Question

Iterate PartitionFinderProtein for multiple files containing protein alignments

0

Entering edit mode

10.5 years ago

dago ★ 2.8k

I have multiple files containing each a protein alignment.

I would like to use PartitionFinderProtein on all of them, but I would like to iterate it because I cannot call the function on more than 5000 files.

Is that possible at all?

The first problem is that it needs the .cfg file that define the data_blocks to be considered in the sequence.

Is someone aware of a way to use always the same .cfg file, telling the program that it has to consider always the full length of the seq?

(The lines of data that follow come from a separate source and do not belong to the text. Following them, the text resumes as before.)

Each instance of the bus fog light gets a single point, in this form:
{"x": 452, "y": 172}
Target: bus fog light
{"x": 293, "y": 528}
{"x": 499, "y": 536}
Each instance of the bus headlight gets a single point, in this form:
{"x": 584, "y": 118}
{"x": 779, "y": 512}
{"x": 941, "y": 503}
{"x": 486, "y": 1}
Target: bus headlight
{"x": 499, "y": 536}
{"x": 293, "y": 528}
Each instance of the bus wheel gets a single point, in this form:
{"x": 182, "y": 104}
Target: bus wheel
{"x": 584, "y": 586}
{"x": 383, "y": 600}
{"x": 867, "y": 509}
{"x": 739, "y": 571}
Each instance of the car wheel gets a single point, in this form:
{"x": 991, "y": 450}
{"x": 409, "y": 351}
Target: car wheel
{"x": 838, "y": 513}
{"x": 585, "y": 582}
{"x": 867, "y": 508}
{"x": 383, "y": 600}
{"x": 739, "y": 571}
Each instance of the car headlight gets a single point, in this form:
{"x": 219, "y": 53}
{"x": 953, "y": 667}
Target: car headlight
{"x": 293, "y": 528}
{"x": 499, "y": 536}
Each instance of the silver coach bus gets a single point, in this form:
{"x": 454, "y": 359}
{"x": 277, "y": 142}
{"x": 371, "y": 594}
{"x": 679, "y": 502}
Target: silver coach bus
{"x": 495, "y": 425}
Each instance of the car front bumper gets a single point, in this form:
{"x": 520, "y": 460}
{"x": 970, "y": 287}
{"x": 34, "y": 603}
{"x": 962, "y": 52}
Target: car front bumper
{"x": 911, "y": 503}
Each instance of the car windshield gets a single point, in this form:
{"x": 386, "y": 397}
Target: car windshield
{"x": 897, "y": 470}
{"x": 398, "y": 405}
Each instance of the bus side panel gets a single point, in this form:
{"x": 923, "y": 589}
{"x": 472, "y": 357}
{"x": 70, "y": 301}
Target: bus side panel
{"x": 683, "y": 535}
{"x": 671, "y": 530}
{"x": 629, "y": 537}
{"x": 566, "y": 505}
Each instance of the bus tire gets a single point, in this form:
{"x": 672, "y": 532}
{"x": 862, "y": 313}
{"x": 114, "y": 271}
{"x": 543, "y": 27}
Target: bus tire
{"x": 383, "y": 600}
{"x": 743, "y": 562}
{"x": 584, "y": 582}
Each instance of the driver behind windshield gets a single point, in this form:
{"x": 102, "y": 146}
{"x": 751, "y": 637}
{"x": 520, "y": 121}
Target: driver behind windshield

Moreover, it saves the file in a folder that the programs call analysis. Is there a way to select the output dir or at least its name?

thanks for the help.

iteration phylogeny protein • 1.7k views

ADD COMMENT • link 10.5 years ago by dago ★ 2.8k

score 0 · Answer 1 · 2015-01-23

The tool looks like any other command line application. Assuming your locations are programmable, you should have no problems automating it.

Look into UNIX loops and try and figure out which inputs change per run and which ones remain constant. Then, make the ones that change transition in a predictable fashion (like put them all in the same folder or collect their locations in a single text file). Once you analyze this, you can write a loop to keep the constant guys constant and substitute in the variables for each run appropriately.

We can help you out, but this looks like it's gonna take some time to get the details figured out.

EDIT-1: Have multiple "Armadillo"-type folders, one per run. That way, the analysis folders will be created within each "Armadillo"-type folders. Armadillo-type here refers to the folder your data files will reside in, just like the "Armadillo" folder from the example.

EDIT-2: Let's say you have 5 folders, ARM-1,ARM-2,ARM-3,ARM-4 and ARM-5, each with an input file of 4000 sequences. Ensure all these ARM 1 to 5 folders are in the same folder (let's call this ARM-PARENT). On Terminal, navigate to ARM-PARENT and run a loop on each ARM-X folder within. Change the second argument to the python script. Also, you might wanna paste the same config file in each ARM-X folder so the config remains constant across runs.